“Where the path closed
down and over,
through the scumbled leaves,
through the knotted catbrier,
I kept going.”
I don’t really like nature poetry. I’ve tried for years, taking recommendations, trying to more than just acknowledge its worth and actually revel in it. But there are few nature poems (or poets) that get me.
Or should I say: there are few nature poems (or poets) that I get.
And it isn’t for lack of love for nature, either. I’d take a day in the woods over shopping and call it blessed. Still, there’s something.
A friend once told me, “Egrets are auspicious birds.” We were standing by the ocean watching two egrets meander along the marsh. This friend is a reader of signs — a believer in “reasons for things” — and as I watched the egret bend its elegant neck to the marsh grasses, I almost believed her.
Battling through thorns, swatting at mosquitos, the narrator searches for something she doesn’t even know is there. At first, it’s just a clump of reeds shimmering across the shore.

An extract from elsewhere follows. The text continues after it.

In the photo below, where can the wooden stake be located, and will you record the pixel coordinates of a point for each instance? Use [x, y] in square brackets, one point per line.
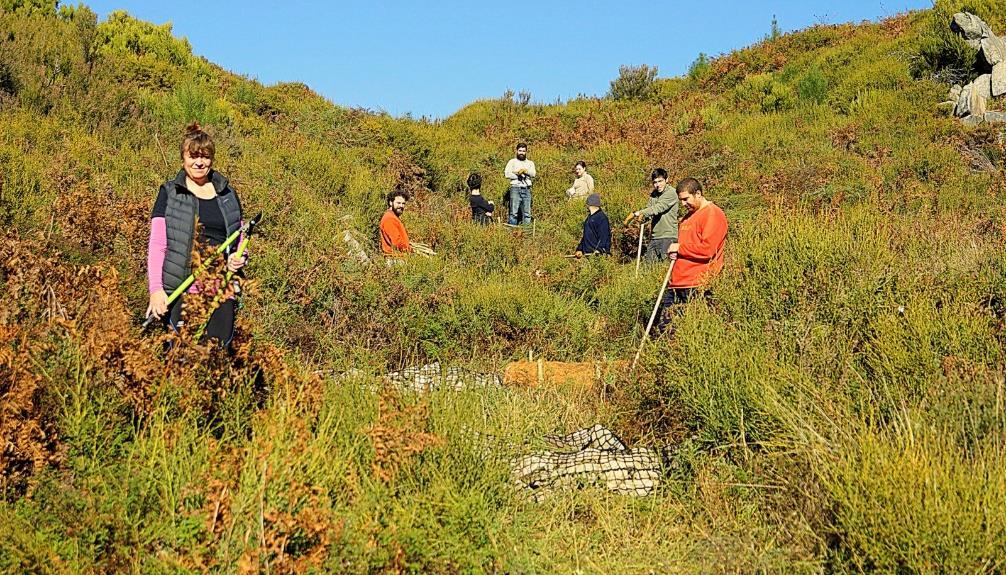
[653, 316]
[639, 250]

Then, suddenly, it bursts into life and white fire: egrets emerging from the reeds.
“Even half-asleep they had
such faith in the world
that made them –
tilting through the water,
by the laws
of their faith not logic,
they opened their wings
softly and stepped
over every dark thing.”
“By the laws of their faith” — as though even birds have a sense of belonging. I imagined their long un-clumsy legs shifting with grace.
They opened their wings softly and stepped over every dark thing.
I sit on my bed, that last line resonating through the room as though I’d read it aloud.
I read it again, quickly, afraid almost that the words are not true. That I didn’t just read a poem about egrets and water and darkness and light.
But I did, and there it is on page 148. A real-live nature poem that stopped me in my mindless reading and gave words to transcendence.
She’s done it again, Mary Oliver, with her observations and daily life and the shaping of thought into poetry.
Maybe I don’t think I care for nature poetry.
If this is me not caring, then why has the image of egrets rising up out of the reeds, the image of “stepping over every dark thing”, settled so permanently in my mind?